Reed is less sanguine. "My personal opinion is it will have no real influence. The only thing it will do is add clarity and guardrails."
Standalone cancer centers may be particularly vulnerable to shifting market pressures and healthcare reforms, and if they hope to survive they must demonstrate value and align themselves with the right partners, a new report says.
"It's the basic blocking and tackling response. How do you deliver greater value of quality and cost, and what is the strategic response, what is the right alignment to preserve long-term viability?" says Andy Ziskind, MD, a cardiologist and author of the brief Can Standalone Cancer Centers Survive?, published by Huron Consulting Group.
Ziskind believes that standalone cancer centers will have a harder time finding patients with the advent of integrated care.
"As health systems are integrating themselves more to create truly integrated delivery systems and they are hiring oncologists, they are trying more and more to keep their patients in the system," he says. "There is more resistance to cancer patients traveling to freestanding cancer centers. Also, a less but still relevant piece is the insurance models of narrow networks are growing. Narrow networks are here to stay, and that may limit access for some patients from an insurance perspective to go out of network."

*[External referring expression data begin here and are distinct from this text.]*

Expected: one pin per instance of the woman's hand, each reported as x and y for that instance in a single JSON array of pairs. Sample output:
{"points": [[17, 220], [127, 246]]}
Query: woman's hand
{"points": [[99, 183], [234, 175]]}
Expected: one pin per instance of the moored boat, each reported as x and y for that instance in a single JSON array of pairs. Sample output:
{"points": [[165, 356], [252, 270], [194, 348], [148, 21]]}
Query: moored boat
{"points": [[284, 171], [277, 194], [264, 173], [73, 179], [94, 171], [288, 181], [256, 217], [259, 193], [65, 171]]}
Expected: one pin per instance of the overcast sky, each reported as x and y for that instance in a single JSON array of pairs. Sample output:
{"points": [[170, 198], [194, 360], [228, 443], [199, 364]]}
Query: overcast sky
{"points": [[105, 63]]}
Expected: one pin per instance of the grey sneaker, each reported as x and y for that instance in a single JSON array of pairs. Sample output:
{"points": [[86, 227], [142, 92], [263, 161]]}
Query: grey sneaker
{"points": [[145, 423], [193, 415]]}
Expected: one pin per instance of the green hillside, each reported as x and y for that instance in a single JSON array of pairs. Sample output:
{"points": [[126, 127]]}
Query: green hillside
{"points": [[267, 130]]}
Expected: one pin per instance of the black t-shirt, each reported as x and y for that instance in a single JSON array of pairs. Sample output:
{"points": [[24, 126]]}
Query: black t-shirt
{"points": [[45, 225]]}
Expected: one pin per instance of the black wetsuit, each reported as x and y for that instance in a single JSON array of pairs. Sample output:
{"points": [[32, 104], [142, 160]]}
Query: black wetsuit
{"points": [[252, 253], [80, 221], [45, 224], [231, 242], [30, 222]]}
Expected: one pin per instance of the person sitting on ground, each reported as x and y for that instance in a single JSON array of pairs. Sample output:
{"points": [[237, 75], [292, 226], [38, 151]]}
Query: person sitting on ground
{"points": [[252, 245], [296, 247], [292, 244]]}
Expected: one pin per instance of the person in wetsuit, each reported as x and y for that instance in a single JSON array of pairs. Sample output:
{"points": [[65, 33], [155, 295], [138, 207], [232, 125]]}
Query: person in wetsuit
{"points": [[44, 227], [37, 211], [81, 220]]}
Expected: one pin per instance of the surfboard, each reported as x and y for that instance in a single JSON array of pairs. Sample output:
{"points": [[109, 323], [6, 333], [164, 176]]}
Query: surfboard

The competition for patients will increase in an environment of continued downward pressure from government and private payers. And even as those reimbursements decline, cancer centers and other healthcare providers will see costs continue to rise. "So, there is a need to be more efficient operationally. That is in terms of basic nuts and bolts and in terms of reassessing how to create better clinical care processes," Ziskind says.
While the need to improve value and efficiency isn't limited to standalone cancer centers, Ziskind says the centers are particularly vulnerable because of their size. "In theory, if there were a large orthopedic or cardiovascular hospital, the same dynamics would apply," he says. "But for the most part, the imaging centers, the behavioral health centers, even the orthopedic ambulatory centers, tend to be smaller and more responsive to local market dynamics, whereas a cancer center might get referrals from a multistate region."
Over the next five years, Ziskind says he anticipates that standalone cancer centers will follow the rest of the healthcare sector and consolidate. In the meantime, he says, cancer centers have to return to the basics around clinical and financial alignments.
"The first thing is there has to be a rigorous, disciplined focus on becoming cost-effective and generating value in the sense of quality over cost—true clinical value and cost-effectiveness. That has to be embedded into the way they do their work," he says. "The other is reevaluating their affiliations and alignment models. That may mean affiliations or mergers or acquisitions. But the cancer center needs to be assured that there is a primary and a specialty referral source that is durable."
While healthcare reform and market pressures will create challenges, Ziskind says they will also produce opportunities for high performers, particularly specialists.
"Under healthcare reform and payment reform and accountable care, the ideal is that the patient should go to the right place at the right time for the right treatment by the right people," he says. "That will tend to favor the highly specialized treatments, like bone marrow transplants or stem cell transplants or potentially proton therapy. What it will discourage is routine cancer care being delivered at the freestanding cancer center—things that can be done locally."